# Framework Introduction

In this section we detail the mathematics that underpin how the python package `GammaBayes` works.

## Intro to the intro

So to make it so that this intro doesn't take up a whole textbook I'm going to make some simplifying assumptions.

1. The individual background components do not have hyperparameters (although they do)
2. The Instrument Reponse Functions are perfectly specified (i.e. no hyperparameters, although in reality they do)
3. The CTA (or detector) pointing scheme is constant, so you don't have some areas of the sky with a larger flux because of the observation strategy of the detector
4. We perform the integration analytically (although we don't)

Now with that out of the way, we are going to essentially start at the end of what we do in our analysis, and work backwards, assuming a full probability model.

## The posterior

So within searches for dark matter we want to constrain hyperparameters. Namely 1. the dark matter mass, $m_\chi$, 2. any other fundamental value underpinning the dark matter model and it's flux, $\vec{\theta}$ and 3. the flux of dark matter or the fraction of events that come from the signal and backgrounds $\vec{\xi}$. More specifically we want to generate a 'map' of probabilities for these values given the observed data and assumptions taken, which in a Bayesian framework is typically called the _posterior_ represented as,

$$p(m_\chi, \vec{\theta}, \vec{\xi}|\vec{d}, \mathcal{S}, \mathcal{B}, \mathcal{L}).$$

Where $\vec{d}$ represents the set of gamma-ray observations, $\mathcal{S}$ represents the dark matter _Signal_ model used, $\mathcal{B}$ represents the _Background_ model and $\mathcal{L}$ represents the IRF model used or observation _Likelihoods_.

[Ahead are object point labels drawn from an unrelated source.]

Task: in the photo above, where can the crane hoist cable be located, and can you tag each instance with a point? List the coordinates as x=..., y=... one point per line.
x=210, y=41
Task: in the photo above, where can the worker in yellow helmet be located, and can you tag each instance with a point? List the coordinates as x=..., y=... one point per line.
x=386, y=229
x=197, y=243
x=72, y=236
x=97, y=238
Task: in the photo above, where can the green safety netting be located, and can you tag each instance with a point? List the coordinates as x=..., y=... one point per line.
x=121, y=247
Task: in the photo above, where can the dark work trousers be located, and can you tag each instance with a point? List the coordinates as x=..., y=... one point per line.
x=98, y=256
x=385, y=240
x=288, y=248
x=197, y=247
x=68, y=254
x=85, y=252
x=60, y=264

In a Bayesian framework, such as the one implemented in `GammaBayes` we can then use Bayes' theorem to find,
$$p(m_\chi, \vec{\theta}, \vec{\xi}|\vec{d}, \mathcal{S}, \mathcal{B}, \mathcal{L}) = \frac{p(\vec{d}|\vec{\xi}, m_\chi, \vec{\theta}, \mathcal{S}, \mathcal{B}, \mathcal{L}) \times \pi(m_\chi, \vec{\theta}, \vec{\xi}| \mathcal{S}, \mathcal{B})}{\mathcal{Z}(\vec{d}|\mathcal{S}, \mathcal{B}, \mathcal{L})}$$

The $\pi(m_\chi, \vec{\theta}| \mathcal{S}, \mathcal{B})$ is our _prior_, representing our _prior_ assumptions on the dark matter model parameters and mixture fractions. 
As we have not observed dark matter we usually put what are called _uninformative_ priors such as uniform or log-uniform priors on the dark matter parameters. 
With previous observations we _could_ construct informative priors on the mixture fractions, however for simplicitly we will leave them as uninformative.

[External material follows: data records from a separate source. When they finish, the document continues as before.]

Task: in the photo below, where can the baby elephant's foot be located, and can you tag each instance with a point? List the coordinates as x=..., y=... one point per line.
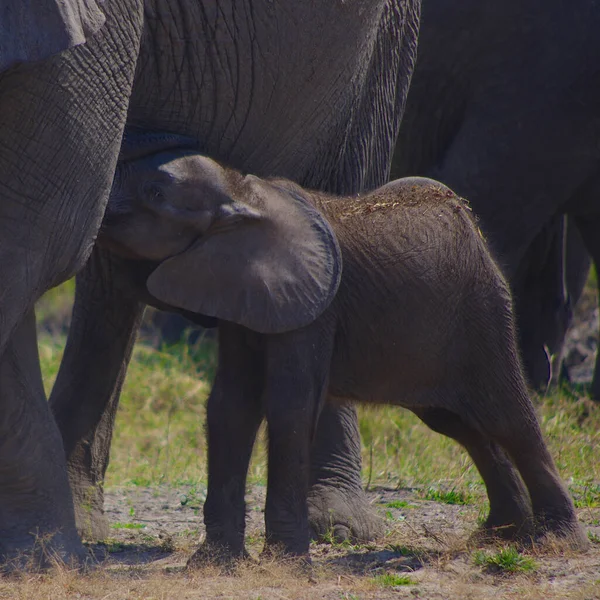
x=213, y=554
x=567, y=533
x=501, y=525
x=338, y=515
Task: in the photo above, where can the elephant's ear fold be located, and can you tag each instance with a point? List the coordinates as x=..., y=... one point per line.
x=32, y=30
x=270, y=263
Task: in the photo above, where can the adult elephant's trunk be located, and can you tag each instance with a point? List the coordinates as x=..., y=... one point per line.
x=138, y=143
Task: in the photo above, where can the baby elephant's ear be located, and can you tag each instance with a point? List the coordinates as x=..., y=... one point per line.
x=270, y=263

$\mathcal{Z}(\vec{d}|\mathcal{S}, \mathcal{B}, \mathcal{L})$ is called the _evidence_ or _fully marginalised likelihood_ that represents the likelihood once we have integrated or _marginalised_ over the hyperparameters. This quantity can be simply viewed as a normalisation constant, however, later in this document we will detail how these values can be used for robust model comparison.

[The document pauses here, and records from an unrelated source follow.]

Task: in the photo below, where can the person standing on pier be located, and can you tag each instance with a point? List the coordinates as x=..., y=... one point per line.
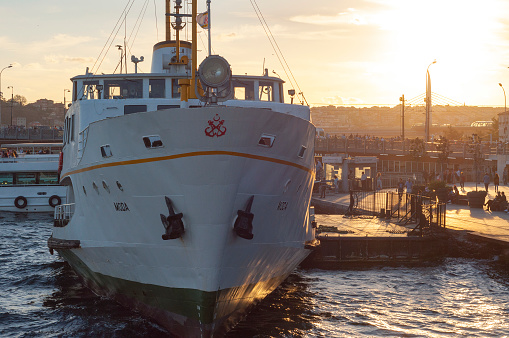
x=486, y=180
x=409, y=186
x=322, y=187
x=379, y=181
x=364, y=181
x=462, y=181
x=401, y=186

Finally, $p(\vec{d}|\vec{\xi}, m_\chi, \vec{\theta}, \mathcal{S}, \mathcal{B}, \mathcal{L})$ represents the _likelihood_ on the hyperparameters and can be expanded into the form below.

$$ p(\vec{d}|\vec{\xi}, m_\chi, \vec{\theta}, \mathcal{S}, \mathcal{B}, \mathcal{L}) = \sum_i \xi_1 \times p(d_i|\vec{\xi}, m_\chi, \vec{\theta}, \mathcal{S}, \mathcal{L})   
\\
+ (1-\xi_1)\times\xi_2 \times p(d_i|\vec{\xi}, m_\chi, \vec{\theta}, \mathcal{B_{CCR}}, \mathcal{L}) 
\\
+ (1-\xi_1)\times(1-\xi_2)\times \xi_3 \times p(d_i|\vec{\xi}, m_\chi, \vec{\theta}, \mathcal{B_{Diffuse}}, \mathcal{L}) 
\\
+ (1-\xi_1)\times(1-\xi_2)\times (1-\xi_3) \times p(d_i|\vec{\xi}, m_\chi, \vec{\theta}, \mathcal{B_{Point}}, \mathcal{L})$$

This is an example of a four component mixture model with the mixture fractions ($\xi_j$) set-up as the dirichlet 'stick-breaking' process. By doing the mixture model in this fashion the priors on these mixture fractions are trivial to compute and as we chose to make them uninformative can simply be set to be uniform from 0 to 1 in this set-up. If we instead wanted to do a four component mixture model simultaneously such as in the following format,

$$ p(\vec{d}|\vec{\xi}, m_\chi, \vec{\theta}, \mathcal{S}, \mathcal{B}, \mathcal{L}) = \sum_i \xi_1 \times p(d_i|\vec{\xi}, m_\chi, \vec{\theta}, \mathcal{S}, \mathcal{L})   
\\
+ \xi_2 \times p(d_i|\vec{\xi}, m_\chi, \vec{\theta}, \mathcal{B_{CCR}}, \mathcal{L}) 
\\
+ \xi_3 \times p(d_i|\vec{\xi}, m_\chi, \vec{\theta}, \mathcal{B_{Diffuse}}, \mathcal{L}) 
\\
+ \xi_4 \times p(d_i|\vec{\xi}, m_\chi, \vec{\theta}, \mathcal{B_{Point}}, \mathcal{L}).$$

Where $\sum_j \xi_j = 1 $ then each mixture fraction, $\xi_j$, must be normalised with respect to the 3-simplex, which is a 3D plane embedded in 4D space. This can be used with the pipeline with the used of the relevant `scipy` function for example, but it is much simpler to do this with the stick-breaking process where each mixture weight, $\xi_j$, can just be independently normalised as required without fear of mis-specifying the fractions. 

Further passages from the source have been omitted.